On stage, the tension shifts to another front. Two soldiers from her father's unit scramble to evacuate a wounded comrade, their movements urgent and desperate. A Russian strike cuts through the air, silencing their efforts and claiming their lives. The audience watches in stunned silence as the actors collapse, their bodies frozen mid-motion. The scene is a visceral reminder of the war's indiscriminate cruelty, where heroism and death are inseparable. For Maryna, the mother in the play, this moment crystallizes her anguish. Her pain is palpable, a physical force that grips the theater, as if the audience can feel the weight of her tears pressing against their own ribs.

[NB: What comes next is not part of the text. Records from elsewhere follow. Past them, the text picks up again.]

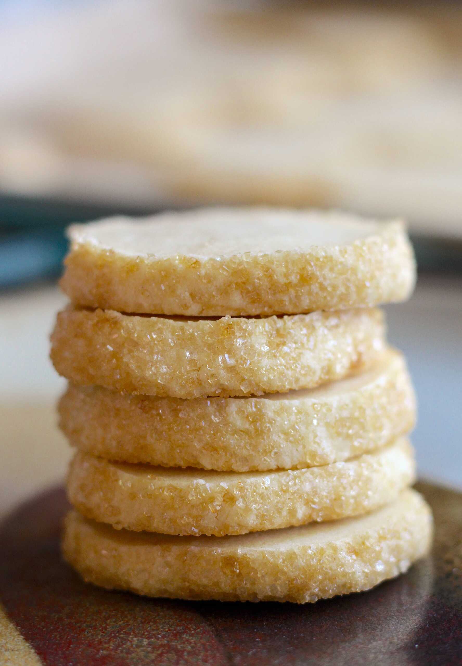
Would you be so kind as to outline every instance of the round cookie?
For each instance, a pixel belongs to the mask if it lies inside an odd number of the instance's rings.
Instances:
[[[117,529],[223,536],[365,513],[414,480],[407,440],[346,462],[268,472],[130,465],[79,452],[67,494],[84,515]]]
[[[60,426],[74,446],[109,460],[249,472],[326,465],[409,432],[415,398],[403,357],[315,389],[261,397],[123,394],[70,384]]]
[[[298,314],[399,301],[415,266],[403,224],[340,212],[208,208],[70,227],[75,303],[123,312]]]
[[[89,582],[152,597],[303,603],[368,589],[428,552],[429,507],[405,490],[371,513],[232,537],[118,531],[71,511],[64,556]]]
[[[384,348],[378,310],[204,320],[70,306],[51,356],[76,384],[191,398],[310,388],[369,367]]]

Vyshneva, the director, describes this as a collective catharsis—a shared emotional rupture that binds the audience to Maryna's suffering. "They reached a unison, a resonance," she explains, "breathed with her, and waited for her husband with her." The theater becomes a microcosm of a nation holding its breath, every heartbeat synchronized with the protagonist's despair. Yet this unity is fragile, shattered by the sudden, jarring cry of Alyna: "Daddy called! Looks like the egg hatched!" The line is both a punchline and a revelation, a momentary crack in the wall of despair.
The audience exhales as one, their relief immediate but tinged with lingering grief. Tears still stream down faces, a testament to the unresolved sorrow that lingers even after the phone rings. The play's power lies in its ability to transform private anguish into a public reckoning, where individual stories become mirrors reflecting the broader tragedy of war. For Alyna, the call is a lifeline; for the audience, it is a reminder that hope, however fragile, can emerge from the darkest depths.